If you sense some negativity in the Waco air Sunday, it's just the Westboro Baptist Church up to their usual attention seeking.

According to a media release on their website, the ultra-fundamentalist group are scheduled to hold "protests" at Antioch Community Church and St. Louis Catholic Church Sunday morning. The release doesn't offer any specific reason for the protests other than differences in scriptural interpretation.

While I'm loath to give the WBC any press, I do think this is a fantastic opportunity to share the story of Megan Phelps Roper, granddaughter of church founder Fred Phelps, who grew up in the church and spent her childhood helping spread its message, both at protests of military funerals and murder victims and online.
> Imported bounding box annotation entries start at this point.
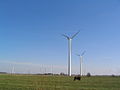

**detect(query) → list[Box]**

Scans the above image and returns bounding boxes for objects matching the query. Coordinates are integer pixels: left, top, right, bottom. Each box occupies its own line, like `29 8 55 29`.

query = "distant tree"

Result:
60 72 65 75
87 72 91 77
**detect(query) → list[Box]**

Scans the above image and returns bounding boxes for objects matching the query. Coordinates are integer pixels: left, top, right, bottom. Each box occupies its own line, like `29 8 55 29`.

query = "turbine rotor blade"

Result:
71 31 80 39
76 54 80 56
62 34 69 39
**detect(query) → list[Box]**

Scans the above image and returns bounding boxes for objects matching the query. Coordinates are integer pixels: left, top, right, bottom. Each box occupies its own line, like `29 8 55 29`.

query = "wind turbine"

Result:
77 51 86 76
63 31 80 76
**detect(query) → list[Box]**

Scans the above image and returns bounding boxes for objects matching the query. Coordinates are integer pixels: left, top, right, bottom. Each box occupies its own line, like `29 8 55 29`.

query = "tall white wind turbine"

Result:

In 2012, Megan made the decision to leave the church after discussions with critics on social media led her to question the teachings pounded into her brain since birth. After leaving her family behind and starting a new life, Megan began working to expose the church's methods and try to make amends for the hate she helped perpetuate.

An article from the New Yorker titled 'Unfollow: How a Prized Daughter of the Westboro baptist Church Came to Question its Beliefs' offers an in-depth look at Megan's decision to leave and the work she's done to make things right. While still with the church, Megan took to Twitter to spread her family's message and debate critics, many of whom she'd met at protests and insulted to their faces. Over time, she came to be friends with  many of them and started asking questions of her family, who, of course, were not pleased. Megan convinced her sister that they had to leave, and after the painful departure, Megan began rebuilding her life and later married one of the men she'd debated via Twitter.
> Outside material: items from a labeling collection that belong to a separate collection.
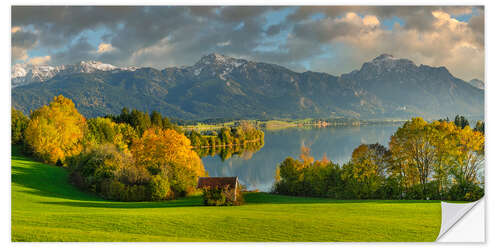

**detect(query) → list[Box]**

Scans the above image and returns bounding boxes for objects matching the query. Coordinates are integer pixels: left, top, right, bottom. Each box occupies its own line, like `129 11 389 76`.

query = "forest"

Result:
11 96 484 201
11 96 263 201
274 116 484 201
I found the article incredibly moving. I can be an extremely cynical person, but Megan's story gives me hope that people can change and seek to make amends after honestly and rationally assessing their beliefs and taking responsibility for the damage they have inflicted upon others.

Megan's appearance on the Joe Rogan podcast is one of my favorite YouTube videos. If you want some insight into how the WBC operates and what it's like for someone who chooses to leave, or if you just need your faith in people and their ability to change for the better restored, it's well worth the watch.